He he...it's not funny...ha ha ha! Sorry. Olivia Murray at the American Thinker reports that Cuban communists fumble the economy so badly that they now import sugar - at $25 a pound One does wonder just how this can happen. But, as we have contended at this site for a long time now, communism doesn't work as advertised. It works fine for giving a lot of power and money to a few at the top, and immiserating everyone else though. I contned that the true purpose of any socialist scheme is a power grab, with a bunch of high minded words to make the pill go down easier for the suckers...er...the useful idiots.
For the better part of a century, Cuba has been under the control of communists and their ideologies, and the previously inconceivable has finally happened—they’ve run out of sugar. Like John Hinderaker at Powerline quipped, “This is like Libya running out of sand.”
Or…like Alabama running out of cotton.
Like Costa Rica running out of pineapples.
Like Russia running out of vodka.
Like Saudi Arabia running out of oil.
Like China running out of rice.
Like the Midwest running out of corn.
Like Afghanistan running out of opium.
How is this even possible? Do you really even have to do anything to get a tropical crop to grow on an island nation with a literal year-round growing season?
Oh, but you are one of those who say that true communism has never been tried. If it had been tried, communism works in theory? (See what I mean by "useful idiots"?) Michael Malice would disagree.
Here’s what Russian-born Michael Malice recently said, via John Stossel:
‘One thing that drives me crazy,’ says Malice, ‘is when people say, ‘Communism works in theory.’ … Everything works in theory. Reality is how you determine how something works or not!’
I built a flying car, but it only flies...in theory.

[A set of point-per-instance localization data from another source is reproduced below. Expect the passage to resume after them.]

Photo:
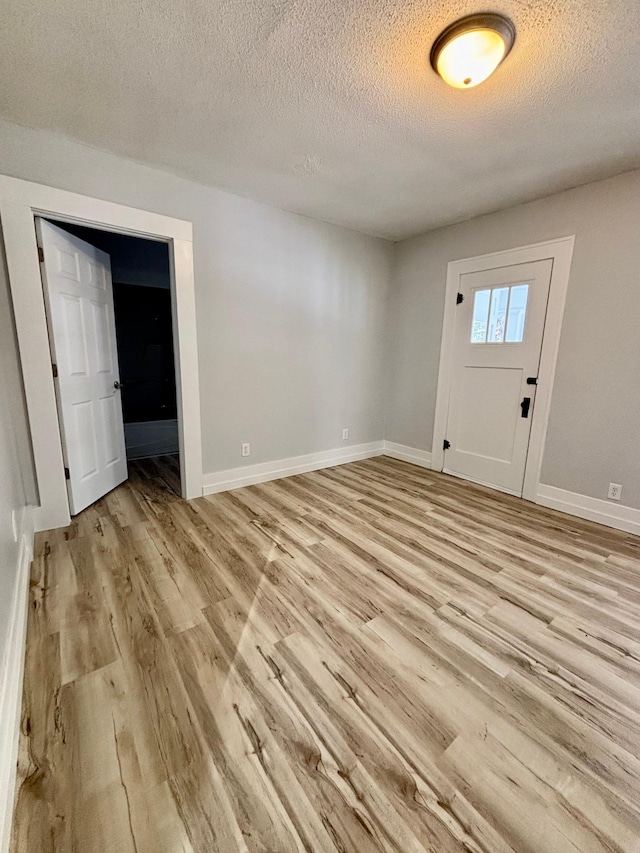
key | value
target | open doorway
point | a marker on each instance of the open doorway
(111, 330)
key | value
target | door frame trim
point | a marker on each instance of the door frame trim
(560, 251)
(20, 202)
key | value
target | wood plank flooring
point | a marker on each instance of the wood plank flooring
(367, 658)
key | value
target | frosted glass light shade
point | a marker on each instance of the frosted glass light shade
(470, 50)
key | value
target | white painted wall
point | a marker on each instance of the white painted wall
(290, 311)
(594, 429)
(17, 489)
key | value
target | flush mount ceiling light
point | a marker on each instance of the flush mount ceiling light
(470, 50)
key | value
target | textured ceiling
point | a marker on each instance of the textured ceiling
(330, 107)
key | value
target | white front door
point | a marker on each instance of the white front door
(499, 325)
(82, 336)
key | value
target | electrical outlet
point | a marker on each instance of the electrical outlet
(615, 491)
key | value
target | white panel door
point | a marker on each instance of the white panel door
(497, 342)
(82, 336)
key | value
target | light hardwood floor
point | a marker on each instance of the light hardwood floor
(372, 657)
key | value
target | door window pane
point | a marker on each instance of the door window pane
(517, 312)
(498, 314)
(480, 316)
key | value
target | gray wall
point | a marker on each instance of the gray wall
(594, 428)
(290, 311)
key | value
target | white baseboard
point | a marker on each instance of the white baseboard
(248, 475)
(12, 676)
(407, 454)
(593, 509)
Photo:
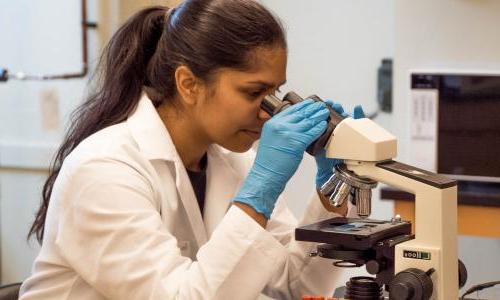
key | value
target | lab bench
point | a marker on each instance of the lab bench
(478, 207)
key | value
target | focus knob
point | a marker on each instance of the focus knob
(402, 290)
(411, 284)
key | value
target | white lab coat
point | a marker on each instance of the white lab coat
(123, 223)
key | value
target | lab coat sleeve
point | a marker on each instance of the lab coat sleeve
(112, 235)
(301, 274)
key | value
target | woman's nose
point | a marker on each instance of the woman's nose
(263, 115)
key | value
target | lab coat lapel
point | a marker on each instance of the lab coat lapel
(190, 203)
(155, 142)
(222, 184)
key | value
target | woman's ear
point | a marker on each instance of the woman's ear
(188, 85)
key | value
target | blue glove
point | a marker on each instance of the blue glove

I made an invisibility cloak, but it only hides a person...in theory.
I invented anti-gravity boots, but they only float...in theory.
I created a weight loss pill that makes the pounds just fly off a person, but it only works...in theory.
Stupid, right? Yes, and that’s exactly how asinine the “in theory” claim sounds.
As Hindraker points out in his article, sugar now costs Cubans $25 a pound in a place where it is grown, while in the United States in costs $1 a pound. Enough said.